Birisi beni jurnallemiş. Türkiye’ye döndüm. Gazi Eğitim’deki hocalarımız dilekçe verdikleri halde, bakanlık, “kadromuz yok” gibi mazeretlerle beni reddetti.  Ben de bu arada “askerliğimi yapayım” dedim. Askerlik şubesine gittim,  oradaki subay  bana “sen niye geldin” dedi. Ben “vatani hizmet falan” derken, subay “yahu ne vatan hizmeti sen çıkarılmışsın Türk vatandaşlığından” dedi. Benim haberim yok. Bana hiçbir şekilde bildirilmedi. “Yapacak bir şey yok senin işin ancak Ankara’da çözülür” dedi. Çaresiz gittim Ankara’ya. Kara Kuvvetleri askere alma dairesi başkanlığı var. Gittim anlattım durumu. “Yurtdışından geldim askere gitmek istiyorum” dedim. Oradaki görevli  “Yahu sen enayi misin” dedi. “Dünya vatandaşı olmuşsun işte, çek git ne işin var burada” dedi. “Yok ben askerliğimi yapmak istiyorum” dedim. “O zaman günah benden gitti” dedi. “Ben İçişleri Bakanlığı’na bildireyim. Eğer listeye girmediysen Bakanlar Kurulu geri çevirir vatandaşlıktan çıkarılmanı” dedi.  Son gün çözdük sorunu ve vatandaşlıktan çıkarılmaktan son anda kurtuldum.  İşleri halledip Devrek’e memlekete geri döndüm. Oradan beni askere gönderdiler. Piyade olarak Isparta’ya gittim.

  • Müzik alanında siz  kendinizi ve müziğinizi nasıl tanımlıyorsunuz?
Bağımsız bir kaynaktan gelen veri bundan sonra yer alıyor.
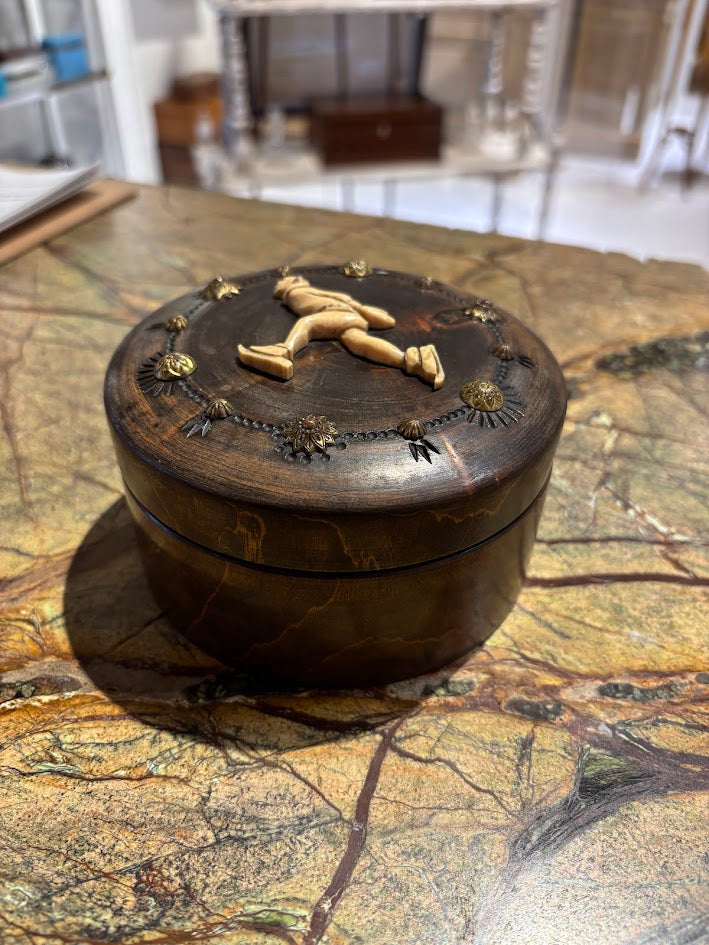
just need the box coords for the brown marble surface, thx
[0,186,707,945]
Ben ruhsal kökü, duygusal kökü Türk Sanat ve Halk müziğine dayalı ama teknik yönden Batı’ya -kullandığım enstrümanlardan da bellidir- yönelik bir sanat insanıyım. Batı kaynaklı enstrümanlar kullanırım. Ama ruh olarak, duygu olarak muhakkak bu topraktan bir ses, bir koku gelmesi lazım. Müziğimde bu toprağın kokusu vardır.

  • Siz müzik yapmak için yola çıktığınızda size yol gösteren ne gibi atılımlar oldu?

Ben Türkiye üzerinden o dönemi çok konuşamam.  Çünkü 1963-1970 arası sürekli Almanya’daydım. 1970 sonrası askerlik yapmak için geldim ve 6 ay askerlik yaptım.  Ardından İstanbul Devlet Opera ve Balesi Orkestrası’na girdim. İki  sene de orada çaldım. 12 Mart 1970 deki olaylar benim Türkiye’ye yönelik hevesimi kaçırdı. Aslında İstanbul Opera ve Balesi Orkestrası’nda durumum maddi olarak çok iyiydi o zaman. Çok iyi para veriyorlardı sanatçılara. Sonra tekrar Berlin’e döndüm. Berlin’de Türk İşçi Korosu’nu kurdum.

  • Siz eğitim alırken nasıl müzikal düşler kurdunuz?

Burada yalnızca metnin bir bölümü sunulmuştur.